But for all the uncertainty about the more apparent pros and cons, there's one shortcoming of this approach about which there is little debate: Mandating a later start to school was never about improving educational outcomes. It just wasn't. Even the initiative's most ardent proponents never framed it as education policy, and that's what makes it so dreadful. Upgrading student performance should be Maryland's top priority, and in a very public, very political manner, Messrs. Hogan and Franchot have made it clear that it isn't. Even if the approach isn't harmful to learning (and we surely aren't making that concession), this should never have become such an important priority that it required a governor to force it on every single school system.

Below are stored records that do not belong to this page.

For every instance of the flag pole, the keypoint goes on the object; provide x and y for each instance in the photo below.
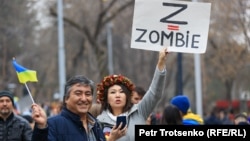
(29, 93)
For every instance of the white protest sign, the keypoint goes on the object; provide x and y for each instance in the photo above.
(182, 26)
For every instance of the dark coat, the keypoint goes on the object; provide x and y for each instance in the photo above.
(15, 128)
(66, 126)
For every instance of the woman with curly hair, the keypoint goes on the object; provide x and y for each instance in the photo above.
(114, 93)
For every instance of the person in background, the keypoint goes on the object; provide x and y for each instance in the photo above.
(114, 92)
(241, 119)
(188, 117)
(224, 117)
(74, 122)
(12, 126)
(171, 116)
(95, 109)
(213, 118)
(192, 118)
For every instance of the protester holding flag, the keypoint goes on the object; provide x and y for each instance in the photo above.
(12, 126)
(25, 75)
(114, 93)
(74, 123)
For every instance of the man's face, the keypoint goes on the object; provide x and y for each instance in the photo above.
(80, 99)
(135, 97)
(6, 106)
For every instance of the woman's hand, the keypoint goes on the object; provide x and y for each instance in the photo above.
(162, 59)
(39, 116)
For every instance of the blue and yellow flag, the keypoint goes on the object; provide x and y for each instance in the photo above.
(24, 75)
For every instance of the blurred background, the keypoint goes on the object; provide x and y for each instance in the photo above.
(95, 42)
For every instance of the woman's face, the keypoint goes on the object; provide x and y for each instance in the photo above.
(116, 97)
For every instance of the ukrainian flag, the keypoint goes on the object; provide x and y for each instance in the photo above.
(24, 75)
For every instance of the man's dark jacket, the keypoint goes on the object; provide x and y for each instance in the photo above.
(66, 126)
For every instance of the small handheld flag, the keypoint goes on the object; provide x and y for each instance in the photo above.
(24, 75)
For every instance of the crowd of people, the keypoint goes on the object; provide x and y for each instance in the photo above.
(81, 117)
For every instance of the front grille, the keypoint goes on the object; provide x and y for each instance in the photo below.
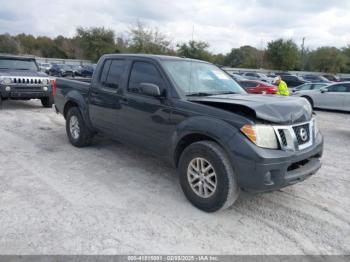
(302, 133)
(295, 137)
(28, 80)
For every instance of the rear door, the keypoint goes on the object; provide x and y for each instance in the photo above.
(346, 104)
(104, 99)
(144, 120)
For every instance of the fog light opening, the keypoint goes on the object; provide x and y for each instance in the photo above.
(268, 179)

But there's a lot of politics afoot that have nothing to do with schools. From the start, it's been a reflection of Mr. Hogan's eagerness to keep Mr. Franchot's critical vote on the three-member Board of Public Works in the face of an oppositional Democratic majority in the General Assembly. If there's a price to pay for that support in terms of the state's educational system, Mr. Hogan has shown little interest in exploring it, famously blasting criticism of the policy as "silly, trivial, stupid."

Maryland is swiftly approaching a possible crossroads for the future of its schools. A commission headed by former University of Maryland System Chancellor William E. "Brit" Kirwan is likely to recommend boosting state aid to the state's poorest jurisdictions later this year. Will Mr. Hogan take on the difficult issue of equity with half the enthusiasm he's mustered for the educationally empty policy of a mandating statewide school starting date? Maryland's future, economically, socially and morally, is tied to the correct answer.